Business 21 September 2018Dan Taylor
Credit card giants hit with $6.2B price fixing suit
Credit card giants Visa and Mastercard have often been accused of price fixing by disgruntled merchants. Now, the firms are prepared to settle on a class action lawsuit, which looks set to cost them over $6.2 billion, Bloomberg reported.
Visa and Mastercard have agreed to come up with around $4.2 billion in cash, with $4.1 billion of that burden falling on Visa. Equity in Bank of America, Citigroup and JP Morgan Chase will also be offered in part payment of the settlement.
The total settlement is hugely significant, almost equivalent to the entire market cap of Bitcoin BCH. It concerns a case around card processing fees brought by merchants unhappy with the service they were receiving—including hidden, excessive fees merchants allege they were left with no option but to pay.
Merchants in the United States alone currently generate as much as $90 billion in transaction fees for Mastercard and Visa every year. The lawsuit, brought under antitrust laws, dates back to 2005, when allegations of price fixing first began to surface.
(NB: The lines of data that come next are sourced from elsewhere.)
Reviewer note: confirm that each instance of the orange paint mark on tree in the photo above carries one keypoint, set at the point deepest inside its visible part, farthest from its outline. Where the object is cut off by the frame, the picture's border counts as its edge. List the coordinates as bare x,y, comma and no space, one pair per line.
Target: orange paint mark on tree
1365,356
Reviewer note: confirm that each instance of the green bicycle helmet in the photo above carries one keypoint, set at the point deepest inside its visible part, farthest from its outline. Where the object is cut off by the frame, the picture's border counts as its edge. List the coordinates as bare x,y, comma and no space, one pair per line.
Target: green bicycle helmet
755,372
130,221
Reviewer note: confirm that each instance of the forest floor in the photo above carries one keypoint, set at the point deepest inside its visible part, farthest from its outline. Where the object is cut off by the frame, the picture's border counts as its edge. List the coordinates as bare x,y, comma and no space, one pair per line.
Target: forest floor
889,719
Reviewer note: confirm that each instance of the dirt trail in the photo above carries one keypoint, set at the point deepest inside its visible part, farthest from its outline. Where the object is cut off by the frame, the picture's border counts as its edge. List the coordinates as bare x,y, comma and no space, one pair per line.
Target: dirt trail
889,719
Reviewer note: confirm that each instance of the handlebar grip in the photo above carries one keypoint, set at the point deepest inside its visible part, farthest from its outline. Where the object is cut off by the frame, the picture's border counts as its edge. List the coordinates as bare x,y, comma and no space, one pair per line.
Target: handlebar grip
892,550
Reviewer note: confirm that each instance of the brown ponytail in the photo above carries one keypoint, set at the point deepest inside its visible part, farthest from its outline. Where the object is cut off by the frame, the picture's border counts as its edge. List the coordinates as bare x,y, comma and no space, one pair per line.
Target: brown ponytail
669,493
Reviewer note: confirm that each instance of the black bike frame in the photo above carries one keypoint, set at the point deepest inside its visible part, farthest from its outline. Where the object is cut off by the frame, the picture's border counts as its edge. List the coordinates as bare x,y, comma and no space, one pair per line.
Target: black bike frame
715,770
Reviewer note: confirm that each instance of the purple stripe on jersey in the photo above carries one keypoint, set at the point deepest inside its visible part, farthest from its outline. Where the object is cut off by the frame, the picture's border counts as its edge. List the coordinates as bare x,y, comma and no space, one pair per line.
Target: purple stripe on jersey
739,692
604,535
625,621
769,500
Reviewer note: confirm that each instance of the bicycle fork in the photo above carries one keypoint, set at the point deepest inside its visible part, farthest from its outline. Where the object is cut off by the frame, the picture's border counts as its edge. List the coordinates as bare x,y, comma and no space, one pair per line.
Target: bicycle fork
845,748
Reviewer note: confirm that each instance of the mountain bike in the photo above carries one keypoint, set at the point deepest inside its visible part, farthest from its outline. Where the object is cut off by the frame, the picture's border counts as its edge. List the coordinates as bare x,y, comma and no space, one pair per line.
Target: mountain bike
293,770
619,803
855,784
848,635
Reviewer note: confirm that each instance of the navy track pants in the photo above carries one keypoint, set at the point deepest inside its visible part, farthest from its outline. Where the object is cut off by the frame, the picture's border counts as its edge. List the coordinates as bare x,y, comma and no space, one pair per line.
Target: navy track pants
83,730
Now, with the credit card companies’ willingness to settle, it looks as though merchants could be set to recoup some of those fees they allege were unfairly drawn.
The case shows the difficulties merchants face in dealing with centralised payment systems. In the case of Mastercard and Visa, both firms turnover in excess of $12 billion per annum and have a virtual stranglehold on merchant payments by credit and debit card.
However, with cryptocurrencies like Bitcoin BCH increasingly being adopted by merchants and consumers, it looks like another way is possible. Transaction fees are lower for merchants that accepting payments through credit and debit cards, while transaction processing speeds and reliability are also favourable for commercial use.
At the same time, Bitcoin is convenient and flexible for customers, increasingly being seen as the cryptocurrency of choice for online payments.
Without the centralisation of Visa and Mastercard, there is no monopoly on transactions around Bitcoin BCH. This is proving attractive to merchants looking to break their reliance on the large corporate payment institutions while providing customers with a more functional way to pay.
While the multi-billion dollar settlement will be seen as a positive sign for the merchants affected, cryptocurrency—Bitcoin BCH in particular—remains the best option for those looking for trusted, decentralised merchant payments.
Note: Tokens on the Bitcoin Core (SegWit) chain are referenced as BTC coins; tokens on the Bitcoin Cash ABC chain are referenced as BCH, BCH-ABC or BAB coins.